Lebanese President Michel Sleiman cautioned Shiite Muslim group Hezbollah on Friday over its militants' intervention on the side of the regime in the conflict in neighbouring Syria.
"The resistance is more noble and more important than anything, and should not get bogged down in the sands of dissension, whether in Syria or Lebanon," he said in a statement, referring to Hezbollah's traditional focus on fighting Israel.
"The resistance has fought and liberated (Israeli-occupied southern Lebanon) because it acts for a national cause and not a confessional one," Sleiman added.
The statement came as the militant group battled Syrian rebel fighters in the central town of Qusayr near the border, where Syrian troops launched an assault on Sunday.
The fighting has left dozens of Hezbollah fighters dead, according to the Syrian Observatory for Human Rights and sources close to the group.
Lebanon is officially neutral in the conflict, but the fighting has exacerbated tensions among its myriad of religious and ethnic communities.
Hezbollah and its allies have backed the regime of President Bashar al-Assad in its efforts to crush the uprising that began in March 2011.

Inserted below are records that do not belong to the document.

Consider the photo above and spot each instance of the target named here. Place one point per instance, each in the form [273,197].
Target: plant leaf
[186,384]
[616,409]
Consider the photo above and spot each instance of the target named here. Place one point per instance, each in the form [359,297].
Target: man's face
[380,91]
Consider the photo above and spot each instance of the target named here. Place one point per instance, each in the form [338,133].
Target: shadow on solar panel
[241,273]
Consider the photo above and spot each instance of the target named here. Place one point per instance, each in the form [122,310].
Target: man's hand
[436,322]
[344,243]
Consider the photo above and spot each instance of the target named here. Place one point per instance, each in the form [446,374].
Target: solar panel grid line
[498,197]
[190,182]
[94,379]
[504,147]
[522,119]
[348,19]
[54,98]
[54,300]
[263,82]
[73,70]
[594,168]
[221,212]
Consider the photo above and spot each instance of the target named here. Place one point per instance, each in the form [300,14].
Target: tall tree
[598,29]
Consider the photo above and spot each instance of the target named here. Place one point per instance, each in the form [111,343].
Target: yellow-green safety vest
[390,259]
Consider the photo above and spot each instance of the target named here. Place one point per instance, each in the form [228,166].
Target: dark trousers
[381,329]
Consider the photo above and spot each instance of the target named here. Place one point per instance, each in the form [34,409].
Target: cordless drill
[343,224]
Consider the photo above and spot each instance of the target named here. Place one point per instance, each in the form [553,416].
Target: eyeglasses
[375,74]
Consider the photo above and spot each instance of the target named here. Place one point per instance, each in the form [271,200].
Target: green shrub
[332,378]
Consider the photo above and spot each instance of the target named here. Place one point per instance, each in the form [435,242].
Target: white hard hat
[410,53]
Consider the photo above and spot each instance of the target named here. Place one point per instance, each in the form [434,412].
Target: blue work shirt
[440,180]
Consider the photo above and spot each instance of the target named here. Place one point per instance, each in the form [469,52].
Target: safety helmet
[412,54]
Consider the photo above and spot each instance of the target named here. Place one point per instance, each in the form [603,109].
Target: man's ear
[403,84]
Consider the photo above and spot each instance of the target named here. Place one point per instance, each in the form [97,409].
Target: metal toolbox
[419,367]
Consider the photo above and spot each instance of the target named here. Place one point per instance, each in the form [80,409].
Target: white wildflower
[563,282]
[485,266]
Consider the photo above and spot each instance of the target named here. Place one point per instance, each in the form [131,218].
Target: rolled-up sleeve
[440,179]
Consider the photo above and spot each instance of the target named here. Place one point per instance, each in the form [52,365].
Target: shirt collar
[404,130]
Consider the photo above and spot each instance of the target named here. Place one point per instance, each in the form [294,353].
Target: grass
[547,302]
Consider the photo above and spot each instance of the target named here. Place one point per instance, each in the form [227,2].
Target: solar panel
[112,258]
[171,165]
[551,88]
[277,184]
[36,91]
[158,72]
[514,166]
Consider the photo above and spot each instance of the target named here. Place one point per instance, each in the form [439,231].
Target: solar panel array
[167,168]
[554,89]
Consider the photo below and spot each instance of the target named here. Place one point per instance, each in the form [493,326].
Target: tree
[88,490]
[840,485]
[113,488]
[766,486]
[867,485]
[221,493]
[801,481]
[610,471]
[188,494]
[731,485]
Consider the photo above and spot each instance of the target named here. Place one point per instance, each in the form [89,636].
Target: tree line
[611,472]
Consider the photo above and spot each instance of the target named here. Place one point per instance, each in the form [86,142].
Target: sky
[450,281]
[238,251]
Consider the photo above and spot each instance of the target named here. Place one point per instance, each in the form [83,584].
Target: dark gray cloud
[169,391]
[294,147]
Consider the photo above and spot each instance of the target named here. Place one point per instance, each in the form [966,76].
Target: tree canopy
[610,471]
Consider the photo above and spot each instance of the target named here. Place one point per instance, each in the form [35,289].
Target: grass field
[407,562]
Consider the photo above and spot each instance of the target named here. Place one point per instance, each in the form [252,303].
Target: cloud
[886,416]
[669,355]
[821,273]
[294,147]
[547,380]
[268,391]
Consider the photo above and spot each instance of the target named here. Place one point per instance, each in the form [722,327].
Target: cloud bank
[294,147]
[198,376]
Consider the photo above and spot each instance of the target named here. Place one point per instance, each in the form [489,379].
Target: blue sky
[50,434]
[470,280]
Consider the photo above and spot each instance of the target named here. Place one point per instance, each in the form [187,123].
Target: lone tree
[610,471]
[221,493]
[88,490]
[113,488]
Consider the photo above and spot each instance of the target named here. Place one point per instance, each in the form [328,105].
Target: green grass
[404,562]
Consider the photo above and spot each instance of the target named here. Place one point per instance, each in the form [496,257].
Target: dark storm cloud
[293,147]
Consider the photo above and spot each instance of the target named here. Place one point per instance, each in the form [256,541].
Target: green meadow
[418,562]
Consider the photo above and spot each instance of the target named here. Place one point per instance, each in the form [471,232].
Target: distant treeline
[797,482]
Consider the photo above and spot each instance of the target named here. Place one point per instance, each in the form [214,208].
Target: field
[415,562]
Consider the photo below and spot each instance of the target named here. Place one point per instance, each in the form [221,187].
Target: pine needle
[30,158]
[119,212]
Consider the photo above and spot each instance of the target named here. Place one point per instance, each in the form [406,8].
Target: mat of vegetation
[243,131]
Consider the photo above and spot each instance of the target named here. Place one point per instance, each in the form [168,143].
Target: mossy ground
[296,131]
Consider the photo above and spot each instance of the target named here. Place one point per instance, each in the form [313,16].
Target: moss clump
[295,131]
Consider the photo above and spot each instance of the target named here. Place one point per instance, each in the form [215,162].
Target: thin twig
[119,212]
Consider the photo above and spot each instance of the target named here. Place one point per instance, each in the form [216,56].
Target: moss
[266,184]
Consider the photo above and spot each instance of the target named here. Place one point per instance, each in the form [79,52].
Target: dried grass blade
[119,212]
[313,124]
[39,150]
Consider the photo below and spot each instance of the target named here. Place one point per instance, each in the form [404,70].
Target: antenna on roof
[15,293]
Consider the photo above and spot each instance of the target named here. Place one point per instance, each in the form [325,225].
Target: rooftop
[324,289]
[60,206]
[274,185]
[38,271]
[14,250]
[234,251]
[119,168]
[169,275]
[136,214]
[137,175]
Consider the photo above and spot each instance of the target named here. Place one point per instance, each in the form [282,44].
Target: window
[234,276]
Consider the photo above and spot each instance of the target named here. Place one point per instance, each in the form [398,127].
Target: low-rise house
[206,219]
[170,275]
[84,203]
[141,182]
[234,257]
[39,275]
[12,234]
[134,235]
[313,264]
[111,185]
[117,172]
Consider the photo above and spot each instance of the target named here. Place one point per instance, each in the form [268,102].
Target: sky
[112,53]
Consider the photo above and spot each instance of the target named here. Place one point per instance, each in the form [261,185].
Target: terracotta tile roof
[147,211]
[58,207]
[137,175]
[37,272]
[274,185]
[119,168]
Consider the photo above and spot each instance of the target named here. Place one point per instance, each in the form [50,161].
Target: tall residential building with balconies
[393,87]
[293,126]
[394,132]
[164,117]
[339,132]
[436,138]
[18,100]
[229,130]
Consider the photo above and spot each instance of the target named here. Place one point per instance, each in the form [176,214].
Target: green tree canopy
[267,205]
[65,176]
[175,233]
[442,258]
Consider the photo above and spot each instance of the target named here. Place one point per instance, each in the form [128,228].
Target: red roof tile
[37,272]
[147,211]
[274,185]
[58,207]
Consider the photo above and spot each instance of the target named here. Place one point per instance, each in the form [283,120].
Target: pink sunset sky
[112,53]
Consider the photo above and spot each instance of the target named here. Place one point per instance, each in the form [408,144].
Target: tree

But Lebanon's opposition parties largely support the Sunni-led rebellion against the Syrian regime.
Signup to our newsletter and follow us on Facebook and Twitter!
Hezbollah has acknowledged that its fighters are inside Syria, and several Lebanese Sunni clerics have urged members of their community to join the conflict on the side of the rebels.
Sleiman, elected in 2008, is seen as a neutral figure who sides with neither camp. His comments Friday were his first on Hezbollah's role in Syria.
They come on the eve of Liberation Day, which marks the Israeli army's withdrawal from southern Lebanon in 2000 after 22 years of occupation.
Hezbollah chief Hassan Nasrallah is expected to deliver an anniversary speech on Saturday.
The Shiite group's intervention in the conflict has drawn international criticism, particularly from the United States, which blacklists Hezbollah as a terrorist organisation.
On Tuesday, President Barack Obama called Sleiman to discuss Hezbollah's intervention.
"We have condemned and condemn again Hezbollah's direct intervention in the assault on Qusayr where Hezbollah's fighters are playing a significant role in the regime's offensive," White House spokesman Jay Carney said after the call.
"Hezbollah's occupation of villages in Syria and its support for the regime and pro-Assad militias exacerbates and inflames regional sectarian tensions and perpetuates the regime's campaign of terror against the Syrian people".
As the group's role in Syria grows, France announced on Wednesday that it would propose that Hezbollah's military wing be added to the European Union's blacklist of "terrorist" organisations.